Stop codons for termination are UAA, UGA, UAG, and there are no tRNAs to accomodate these stop codons. Instead, release factors (RFs) recognise these codons. 1. RFs bind to stop codon on P site to bridge two subunits 2. RFs break the ester linkage between tRNA and the polypeptide chain in the P site and polypeptide is released 3. tRNA, ribosome, and mRNA complex dissociates and can be reused

8.03 Identify the common RNA pol II promoter elements and describe their role in initiating transcription

TATA box Located -25 at 5' end (upstream), and can be significantly impaired by a single bp mutation CAAT and GC box Located -40 to -150 upstream of start site, and can be found on either template or coding strand. These are common in constitutive expression where a gene is always expressed in the cell. Initiator element Centred at +1, can compensate for absent or degenerate TATA box Downstream promoter element Centred at +30, and commonly found in genes that lack the TATA box

4.08 Explain why telomerase is an attractive drug target for cancer treatments

Telomerase is active in highly differentiating cells in the body such as germ-line cells and highly proliferative stem cells to facilitate rapid replication. This also occurs in 80-90% of all cancers, and targeting telomerase in these cells may inhibit their indefinite replication capacity. Strategies include - Targeting the RNA component of telomerase in these tissues with antisense oligodeoxynucleites and RNaseH - reverse transcriptase inhibitors (e.g. AZT) - inhibitors of catalytic subunit

4.07 What is telomerase? Predict the implications of telomerase activity

Telomersase is a ribonucleoprotein with protein and RNA components that recognises the overhang of the two DNA strands after replication. - protein component is reverse transcriptase - RNA component acts as a template for repairing telomeres Implications of telomerase activity may be immortality, indefinite terminal differentiation --> indefinite hayflick limit, which dictates that cells will replicate a finite number of times inducing replication erosion and then suffer cell death --> see HeLa cells - cervical cells that survived Henrietta Lacks for ~50 years --> see Dolly the sheep, who was cloned from an older sheep but exhibited characteristics of an older sheep at ~6 y/o

5.11 Interpret and troubleshoot PCR data

The A260:A280 ratio can be used to check the purity of a DNA sample from a PCR reaction for protein contamination. A260:A280 > 1.8 is considered pure.
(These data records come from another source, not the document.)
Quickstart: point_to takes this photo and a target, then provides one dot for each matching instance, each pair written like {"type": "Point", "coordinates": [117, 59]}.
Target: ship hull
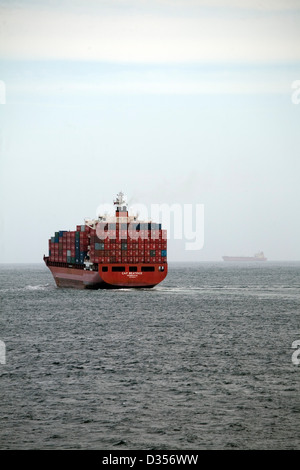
{"type": "Point", "coordinates": [77, 277]}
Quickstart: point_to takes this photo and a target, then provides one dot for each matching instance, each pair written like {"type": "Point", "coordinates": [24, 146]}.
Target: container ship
{"type": "Point", "coordinates": [109, 252]}
{"type": "Point", "coordinates": [257, 257]}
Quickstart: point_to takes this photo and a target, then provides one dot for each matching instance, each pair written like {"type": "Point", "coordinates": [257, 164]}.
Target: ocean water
{"type": "Point", "coordinates": [202, 361]}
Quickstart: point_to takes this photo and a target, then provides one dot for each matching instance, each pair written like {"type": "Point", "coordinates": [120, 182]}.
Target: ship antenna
{"type": "Point", "coordinates": [119, 201]}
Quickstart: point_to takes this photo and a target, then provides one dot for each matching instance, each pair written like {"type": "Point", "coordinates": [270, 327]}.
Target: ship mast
{"type": "Point", "coordinates": [120, 201]}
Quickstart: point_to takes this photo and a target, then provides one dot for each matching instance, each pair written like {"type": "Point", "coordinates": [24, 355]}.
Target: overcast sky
{"type": "Point", "coordinates": [171, 101]}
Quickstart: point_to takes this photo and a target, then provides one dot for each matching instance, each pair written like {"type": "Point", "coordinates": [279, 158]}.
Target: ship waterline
{"type": "Point", "coordinates": [257, 257]}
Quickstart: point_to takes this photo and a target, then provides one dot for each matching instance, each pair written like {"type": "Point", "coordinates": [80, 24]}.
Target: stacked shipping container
{"type": "Point", "coordinates": [110, 243]}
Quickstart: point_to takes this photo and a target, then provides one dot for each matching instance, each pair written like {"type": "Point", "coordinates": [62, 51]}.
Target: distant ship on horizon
{"type": "Point", "coordinates": [257, 257]}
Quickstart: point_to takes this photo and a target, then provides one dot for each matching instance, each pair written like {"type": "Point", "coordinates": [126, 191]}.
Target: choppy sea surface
{"type": "Point", "coordinates": [202, 361]}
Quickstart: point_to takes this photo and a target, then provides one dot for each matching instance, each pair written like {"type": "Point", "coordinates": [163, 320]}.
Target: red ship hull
{"type": "Point", "coordinates": [77, 277]}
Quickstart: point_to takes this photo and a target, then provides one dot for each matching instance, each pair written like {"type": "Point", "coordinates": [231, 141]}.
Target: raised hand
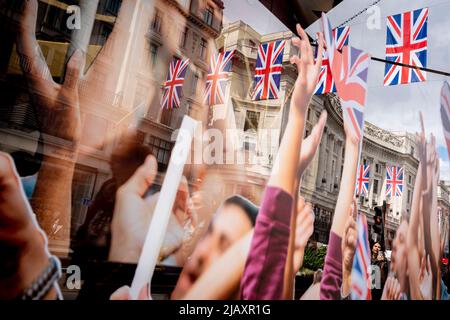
{"type": "Point", "coordinates": [57, 105]}
{"type": "Point", "coordinates": [311, 143]}
{"type": "Point", "coordinates": [132, 214]}
{"type": "Point", "coordinates": [348, 249]}
{"type": "Point", "coordinates": [24, 245]}
{"type": "Point", "coordinates": [426, 278]}
{"type": "Point", "coordinates": [391, 290]}
{"type": "Point", "coordinates": [304, 230]}
{"type": "Point", "coordinates": [124, 294]}
{"type": "Point", "coordinates": [308, 71]}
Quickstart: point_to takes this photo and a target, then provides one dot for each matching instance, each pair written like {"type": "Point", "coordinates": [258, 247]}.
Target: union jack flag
{"type": "Point", "coordinates": [445, 113]}
{"type": "Point", "coordinates": [362, 180]}
{"type": "Point", "coordinates": [350, 70]}
{"type": "Point", "coordinates": [173, 87]}
{"type": "Point", "coordinates": [341, 36]}
{"type": "Point", "coordinates": [406, 42]}
{"type": "Point", "coordinates": [361, 283]}
{"type": "Point", "coordinates": [394, 181]}
{"type": "Point", "coordinates": [326, 82]}
{"type": "Point", "coordinates": [269, 65]}
{"type": "Point", "coordinates": [329, 37]}
{"type": "Point", "coordinates": [217, 77]}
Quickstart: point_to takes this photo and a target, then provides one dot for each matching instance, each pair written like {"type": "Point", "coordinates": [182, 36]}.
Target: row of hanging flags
{"type": "Point", "coordinates": [406, 43]}
{"type": "Point", "coordinates": [394, 181]}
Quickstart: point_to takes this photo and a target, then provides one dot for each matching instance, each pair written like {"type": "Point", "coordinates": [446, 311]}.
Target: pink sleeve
{"type": "Point", "coordinates": [330, 286]}
{"type": "Point", "coordinates": [264, 269]}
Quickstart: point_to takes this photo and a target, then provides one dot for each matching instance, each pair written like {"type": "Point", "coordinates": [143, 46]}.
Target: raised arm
{"type": "Point", "coordinates": [296, 248]}
{"type": "Point", "coordinates": [265, 266]}
{"type": "Point", "coordinates": [330, 286]}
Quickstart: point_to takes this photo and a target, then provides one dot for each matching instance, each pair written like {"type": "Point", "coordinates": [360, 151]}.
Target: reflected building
{"type": "Point", "coordinates": [128, 74]}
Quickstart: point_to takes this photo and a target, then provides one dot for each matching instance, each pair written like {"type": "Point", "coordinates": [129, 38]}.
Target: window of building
{"type": "Point", "coordinates": [203, 46]}
{"type": "Point", "coordinates": [249, 145]}
{"type": "Point", "coordinates": [53, 17]}
{"type": "Point", "coordinates": [253, 47]}
{"type": "Point", "coordinates": [194, 83]}
{"type": "Point", "coordinates": [157, 21]}
{"type": "Point", "coordinates": [113, 6]}
{"type": "Point", "coordinates": [251, 120]}
{"type": "Point", "coordinates": [161, 150]}
{"type": "Point", "coordinates": [166, 116]}
{"type": "Point", "coordinates": [140, 96]}
{"type": "Point", "coordinates": [375, 186]}
{"type": "Point", "coordinates": [153, 54]}
{"type": "Point", "coordinates": [183, 38]}
{"type": "Point", "coordinates": [208, 15]}
{"type": "Point", "coordinates": [104, 33]}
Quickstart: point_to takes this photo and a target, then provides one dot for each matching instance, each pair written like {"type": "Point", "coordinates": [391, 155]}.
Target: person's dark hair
{"type": "Point", "coordinates": [249, 207]}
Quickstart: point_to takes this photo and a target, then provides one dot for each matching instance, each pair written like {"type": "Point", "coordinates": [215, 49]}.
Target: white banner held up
{"type": "Point", "coordinates": [163, 209]}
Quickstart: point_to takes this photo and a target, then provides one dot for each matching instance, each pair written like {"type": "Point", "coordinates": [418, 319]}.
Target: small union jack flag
{"type": "Point", "coordinates": [394, 181]}
{"type": "Point", "coordinates": [326, 82]}
{"type": "Point", "coordinates": [341, 36]}
{"type": "Point", "coordinates": [360, 276]}
{"type": "Point", "coordinates": [173, 87]}
{"type": "Point", "coordinates": [406, 42]}
{"type": "Point", "coordinates": [445, 113]}
{"type": "Point", "coordinates": [217, 77]}
{"type": "Point", "coordinates": [328, 34]}
{"type": "Point", "coordinates": [350, 70]}
{"type": "Point", "coordinates": [269, 65]}
{"type": "Point", "coordinates": [362, 180]}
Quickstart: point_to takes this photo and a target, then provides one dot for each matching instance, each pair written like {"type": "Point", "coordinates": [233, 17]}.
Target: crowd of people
{"type": "Point", "coordinates": [245, 251]}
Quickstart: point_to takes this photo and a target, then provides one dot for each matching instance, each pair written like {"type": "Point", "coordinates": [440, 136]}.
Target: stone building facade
{"type": "Point", "coordinates": [320, 185]}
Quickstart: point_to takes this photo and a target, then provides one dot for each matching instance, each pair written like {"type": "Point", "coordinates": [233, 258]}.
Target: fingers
{"type": "Point", "coordinates": [75, 67]}
{"type": "Point", "coordinates": [143, 177]}
{"type": "Point", "coordinates": [307, 50]}
{"type": "Point", "coordinates": [319, 127]}
{"type": "Point", "coordinates": [320, 52]}
{"type": "Point", "coordinates": [123, 293]}
{"type": "Point", "coordinates": [32, 60]}
{"type": "Point", "coordinates": [8, 174]}
{"type": "Point", "coordinates": [422, 126]}
{"type": "Point", "coordinates": [300, 204]}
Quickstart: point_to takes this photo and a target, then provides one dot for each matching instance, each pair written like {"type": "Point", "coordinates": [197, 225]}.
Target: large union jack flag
{"type": "Point", "coordinates": [269, 65]}
{"type": "Point", "coordinates": [341, 36]}
{"type": "Point", "coordinates": [173, 87]}
{"type": "Point", "coordinates": [394, 181]}
{"type": "Point", "coordinates": [350, 70]}
{"type": "Point", "coordinates": [445, 113]}
{"type": "Point", "coordinates": [362, 180]}
{"type": "Point", "coordinates": [360, 276]}
{"type": "Point", "coordinates": [217, 77]}
{"type": "Point", "coordinates": [406, 42]}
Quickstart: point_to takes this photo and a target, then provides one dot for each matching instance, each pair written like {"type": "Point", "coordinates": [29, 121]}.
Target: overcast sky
{"type": "Point", "coordinates": [394, 108]}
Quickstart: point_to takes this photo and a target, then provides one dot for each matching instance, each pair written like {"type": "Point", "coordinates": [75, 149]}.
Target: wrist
{"type": "Point", "coordinates": [346, 284]}
{"type": "Point", "coordinates": [31, 259]}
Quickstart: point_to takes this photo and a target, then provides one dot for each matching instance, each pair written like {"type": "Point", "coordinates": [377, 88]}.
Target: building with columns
{"type": "Point", "coordinates": [321, 181]}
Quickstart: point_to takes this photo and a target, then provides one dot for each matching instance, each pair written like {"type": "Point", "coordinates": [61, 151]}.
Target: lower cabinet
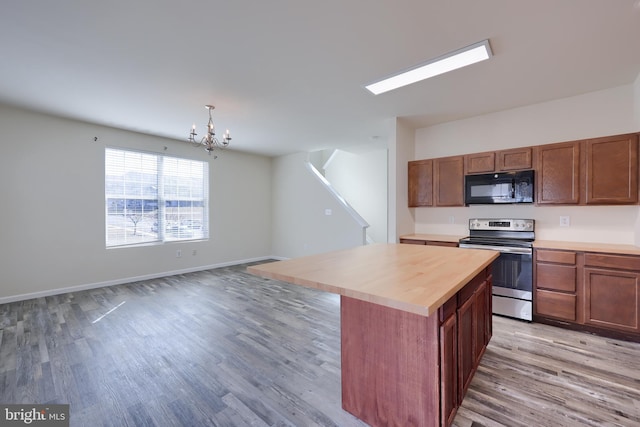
{"type": "Point", "coordinates": [449, 369]}
{"type": "Point", "coordinates": [612, 292]}
{"type": "Point", "coordinates": [464, 335]}
{"type": "Point", "coordinates": [556, 284]}
{"type": "Point", "coordinates": [594, 292]}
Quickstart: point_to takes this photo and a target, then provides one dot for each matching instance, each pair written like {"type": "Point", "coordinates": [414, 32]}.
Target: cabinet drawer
{"type": "Point", "coordinates": [556, 277]}
{"type": "Point", "coordinates": [612, 261]}
{"type": "Point", "coordinates": [562, 257]}
{"type": "Point", "coordinates": [555, 304]}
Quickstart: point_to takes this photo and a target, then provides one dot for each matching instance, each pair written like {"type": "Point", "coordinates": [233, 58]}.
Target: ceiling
{"type": "Point", "coordinates": [288, 75]}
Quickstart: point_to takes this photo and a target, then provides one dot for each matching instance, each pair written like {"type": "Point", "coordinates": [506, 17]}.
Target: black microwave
{"type": "Point", "coordinates": [500, 187]}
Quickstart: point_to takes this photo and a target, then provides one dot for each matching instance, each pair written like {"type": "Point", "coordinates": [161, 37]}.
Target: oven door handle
{"type": "Point", "coordinates": [510, 250]}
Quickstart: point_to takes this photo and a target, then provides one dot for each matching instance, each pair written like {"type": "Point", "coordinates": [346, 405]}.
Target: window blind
{"type": "Point", "coordinates": [154, 198]}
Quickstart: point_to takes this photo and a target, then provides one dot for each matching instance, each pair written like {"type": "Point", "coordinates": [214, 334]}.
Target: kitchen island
{"type": "Point", "coordinates": [415, 321]}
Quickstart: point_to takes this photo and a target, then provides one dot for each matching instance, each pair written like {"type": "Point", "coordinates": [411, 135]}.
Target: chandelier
{"type": "Point", "coordinates": [209, 141]}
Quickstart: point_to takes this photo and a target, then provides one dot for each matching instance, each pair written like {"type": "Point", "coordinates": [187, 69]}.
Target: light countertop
{"type": "Point", "coordinates": [433, 237]}
{"type": "Point", "coordinates": [588, 247]}
{"type": "Point", "coordinates": [610, 248]}
{"type": "Point", "coordinates": [413, 278]}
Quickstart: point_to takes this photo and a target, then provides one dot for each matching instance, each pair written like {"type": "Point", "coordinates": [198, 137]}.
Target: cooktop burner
{"type": "Point", "coordinates": [501, 232]}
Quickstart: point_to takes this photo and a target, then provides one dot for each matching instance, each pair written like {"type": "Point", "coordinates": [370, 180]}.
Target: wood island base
{"type": "Point", "coordinates": [404, 369]}
{"type": "Point", "coordinates": [415, 321]}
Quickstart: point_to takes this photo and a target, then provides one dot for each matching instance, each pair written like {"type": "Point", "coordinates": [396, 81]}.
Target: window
{"type": "Point", "coordinates": [154, 198]}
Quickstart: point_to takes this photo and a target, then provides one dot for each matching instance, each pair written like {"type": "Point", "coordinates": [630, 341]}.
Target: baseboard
{"type": "Point", "coordinates": [121, 281]}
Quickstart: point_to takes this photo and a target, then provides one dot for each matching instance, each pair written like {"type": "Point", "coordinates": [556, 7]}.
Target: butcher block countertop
{"type": "Point", "coordinates": [413, 278]}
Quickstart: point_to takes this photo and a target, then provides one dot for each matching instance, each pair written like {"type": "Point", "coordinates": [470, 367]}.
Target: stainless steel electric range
{"type": "Point", "coordinates": [512, 270]}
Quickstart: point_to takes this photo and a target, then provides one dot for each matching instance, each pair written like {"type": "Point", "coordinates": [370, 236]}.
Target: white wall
{"type": "Point", "coordinates": [300, 225]}
{"type": "Point", "coordinates": [607, 112]}
{"type": "Point", "coordinates": [52, 221]}
{"type": "Point", "coordinates": [361, 178]}
{"type": "Point", "coordinates": [401, 151]}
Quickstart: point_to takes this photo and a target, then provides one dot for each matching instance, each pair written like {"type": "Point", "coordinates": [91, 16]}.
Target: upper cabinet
{"type": "Point", "coordinates": [596, 171]}
{"type": "Point", "coordinates": [499, 161]}
{"type": "Point", "coordinates": [420, 183]}
{"type": "Point", "coordinates": [558, 173]}
{"type": "Point", "coordinates": [448, 176]}
{"type": "Point", "coordinates": [515, 159]}
{"type": "Point", "coordinates": [599, 171]}
{"type": "Point", "coordinates": [611, 170]}
{"type": "Point", "coordinates": [480, 163]}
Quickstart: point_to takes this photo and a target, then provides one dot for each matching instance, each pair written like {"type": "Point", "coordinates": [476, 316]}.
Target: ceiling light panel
{"type": "Point", "coordinates": [471, 54]}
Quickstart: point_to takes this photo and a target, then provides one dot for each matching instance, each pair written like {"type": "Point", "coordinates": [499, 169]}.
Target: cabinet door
{"type": "Point", "coordinates": [612, 170]}
{"type": "Point", "coordinates": [420, 183]}
{"type": "Point", "coordinates": [515, 159]}
{"type": "Point", "coordinates": [556, 304]}
{"type": "Point", "coordinates": [466, 344]}
{"type": "Point", "coordinates": [612, 298]}
{"type": "Point", "coordinates": [558, 173]}
{"type": "Point", "coordinates": [481, 319]}
{"type": "Point", "coordinates": [449, 181]}
{"type": "Point", "coordinates": [480, 162]}
{"type": "Point", "coordinates": [448, 369]}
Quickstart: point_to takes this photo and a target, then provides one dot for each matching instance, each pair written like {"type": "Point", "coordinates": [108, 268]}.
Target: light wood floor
{"type": "Point", "coordinates": [224, 348]}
4.02 Describe the checkpoints on the cell cycle

The cell cycle is monitored by various checkpoints, which make sure the cell cycle is occuring as intended. - stalling/arresting of the cycle will result in apoptosis --> if the restriction point in G1 is reached cells will either complete the cycle, or undergo apoptosis - DNA damage is checked in G2 - at the end of S check for okazaki fragments is done, as this would halt mitosis - Spindles are checked in M to check mechanism for daughter cell distribution

5.01 Identify which component of nucleic acids give them their UV absorbance and why it is not sequence or source dependant.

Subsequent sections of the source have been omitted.